He fired the FBI director because of, in his own words, the Russia investigation he was conducted. He tried to get the attorney general to un-recuse himself. He publicly took the side of Vladimir Putin over his own Intelligence Community. That doesn't happen. He took the side of the North Korean dictator in criticizing an American, which was also a former vice president. And even on the smallest things. He comments on market data before the markets open. He tries to pressure the Federal Reserve, which is a long-held norm that presidents have stuck with.

Am I wrong here?

SALE: This president, without a doubt, has violated every protocol that we have all learned to respect and to honor. But isn't the answer to that in November of 2020 that if the people think it's unacceptable, if they don't like his in-your-face style, elect someone else. That's our democratic system. But hyperbole, everyone is guilty of hyperbole.

(CROSSTALK)

BOLDUAN: Sure.

(CROSSTALK)

SALE: -- say treason is ridiculous.

BOLDUAN: But Bill Barr is saying he's not shredding norms. That's what Bill Barr is saying.

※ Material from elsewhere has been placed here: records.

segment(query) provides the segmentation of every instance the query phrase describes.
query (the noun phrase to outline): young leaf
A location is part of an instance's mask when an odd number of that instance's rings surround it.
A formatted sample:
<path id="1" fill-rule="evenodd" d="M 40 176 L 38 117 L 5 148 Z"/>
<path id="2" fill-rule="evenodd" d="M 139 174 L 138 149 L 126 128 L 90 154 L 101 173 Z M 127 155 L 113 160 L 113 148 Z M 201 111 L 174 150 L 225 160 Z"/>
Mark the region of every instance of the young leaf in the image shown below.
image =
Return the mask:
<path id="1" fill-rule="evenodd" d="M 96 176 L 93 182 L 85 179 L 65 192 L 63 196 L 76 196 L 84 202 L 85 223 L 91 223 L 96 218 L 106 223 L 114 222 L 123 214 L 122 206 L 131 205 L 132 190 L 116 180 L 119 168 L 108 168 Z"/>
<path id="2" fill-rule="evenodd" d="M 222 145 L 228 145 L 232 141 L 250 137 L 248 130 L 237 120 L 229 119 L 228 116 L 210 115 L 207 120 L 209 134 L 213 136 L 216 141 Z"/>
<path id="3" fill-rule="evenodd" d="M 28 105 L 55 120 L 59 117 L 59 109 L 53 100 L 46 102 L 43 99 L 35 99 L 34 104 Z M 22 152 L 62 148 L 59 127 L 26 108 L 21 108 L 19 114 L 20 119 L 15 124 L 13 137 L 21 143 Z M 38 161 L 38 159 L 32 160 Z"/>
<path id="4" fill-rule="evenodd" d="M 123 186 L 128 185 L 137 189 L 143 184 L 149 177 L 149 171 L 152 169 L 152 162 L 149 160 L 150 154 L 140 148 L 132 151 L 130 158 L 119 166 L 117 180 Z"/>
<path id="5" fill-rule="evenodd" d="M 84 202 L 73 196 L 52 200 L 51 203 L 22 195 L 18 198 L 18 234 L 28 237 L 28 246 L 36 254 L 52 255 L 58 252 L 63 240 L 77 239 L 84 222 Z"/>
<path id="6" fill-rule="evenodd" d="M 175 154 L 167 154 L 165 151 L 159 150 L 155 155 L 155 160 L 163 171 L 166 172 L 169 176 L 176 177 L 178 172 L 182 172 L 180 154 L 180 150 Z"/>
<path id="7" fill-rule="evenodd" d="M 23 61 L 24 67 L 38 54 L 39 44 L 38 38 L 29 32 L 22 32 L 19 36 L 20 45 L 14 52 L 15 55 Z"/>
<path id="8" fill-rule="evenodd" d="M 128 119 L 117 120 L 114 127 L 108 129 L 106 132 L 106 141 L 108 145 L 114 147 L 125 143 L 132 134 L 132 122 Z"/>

SALE: I think Bill Barr is saying there's blame on both sides.

But Bill Barr, for example, used the word spying. Then he said, you know, that's going to make people in the cable world network go crazy. And then he changed it. He said, well, maybe I mean unauthorized surveillance. So hyperbole, exaggerating, yes. But I think the rule of law is going to ultimately prevail.

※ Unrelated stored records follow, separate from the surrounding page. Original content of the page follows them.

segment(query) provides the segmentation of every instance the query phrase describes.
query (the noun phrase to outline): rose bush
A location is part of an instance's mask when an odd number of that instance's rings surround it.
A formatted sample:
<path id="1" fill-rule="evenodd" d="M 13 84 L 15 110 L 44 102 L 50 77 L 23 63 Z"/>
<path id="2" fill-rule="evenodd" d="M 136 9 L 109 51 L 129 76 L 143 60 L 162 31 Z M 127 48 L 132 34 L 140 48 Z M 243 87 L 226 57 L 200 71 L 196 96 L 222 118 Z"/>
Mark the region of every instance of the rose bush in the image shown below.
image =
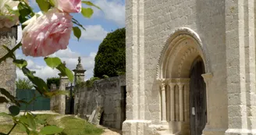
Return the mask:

BOLDUAN: Great to see you. Thank you for coming in, Jon.

Evan, it was great to see you. Thank you so much. I really appreciate it.

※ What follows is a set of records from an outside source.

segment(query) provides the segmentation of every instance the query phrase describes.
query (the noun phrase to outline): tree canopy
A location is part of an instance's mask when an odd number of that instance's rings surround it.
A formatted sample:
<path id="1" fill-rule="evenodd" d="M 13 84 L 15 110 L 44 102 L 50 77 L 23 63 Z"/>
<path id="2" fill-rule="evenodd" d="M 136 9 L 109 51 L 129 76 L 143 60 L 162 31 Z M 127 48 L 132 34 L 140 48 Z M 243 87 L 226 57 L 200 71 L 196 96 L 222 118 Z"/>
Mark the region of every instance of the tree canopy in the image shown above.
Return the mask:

Coming up for us, some in the auto industry are now warning what they call a disaster after President Trump threatens to slap new tariffs on Mexico. What they're saying and what it will mean for American consumers. That's next.

[11:24:03] We'll be right back.

(COMMERCIAL BREAK)

BOLDUAN: In the middle of a trade war with China, yes, the one that is still going on, President Trump is now threatening another trade war. This one with Mexico. All because of immigration. Trump now is promising a 5 percent tariff to set in on all goods coming from Mexico starting on June 10th.

One of the industries that could be the hardest hit, U.S. automakers.

CNN's Vanessa Yurkevich is in New Jersey taking a look at the fallout and what this will mean when we're talking about U.S. automakers.

Vanessa, what are you hearing about this?

VANESSA YURKEVICH, CNN POLITICS REPORTER: Hi, Kate. That's right. A trade group representing the biggest U.S. automakers are saying this morning that these tariffs could have a significant impact on the U.S. auto industry. Companies like Ford, Chrysler, G.M., not only get their parts from Mexico, but they also assemble their vehicles there and import them here to the United States as well.

Today, we're at Frank Pezzolla's dealership in Lyndhurst, and he said his biggest selling vehicle is from Mexico, and he's concerned the new tariffs will have a significant impact on his business and with his employees.

(BEGIN VIDEO CLIP)

FRANK PEZZOLLA, OWNER, FRANK'S GMC: If you're a consumer looking to buy one of these nice SUVs, how would you feel about a 5 percent increase in price? I mean, it's going to be tough. A 25 percent increase would probably be disaster. I don't know how we would deal with that.

We have 115 employees that depend on us and depend on selling these vehicles. So I am concerned.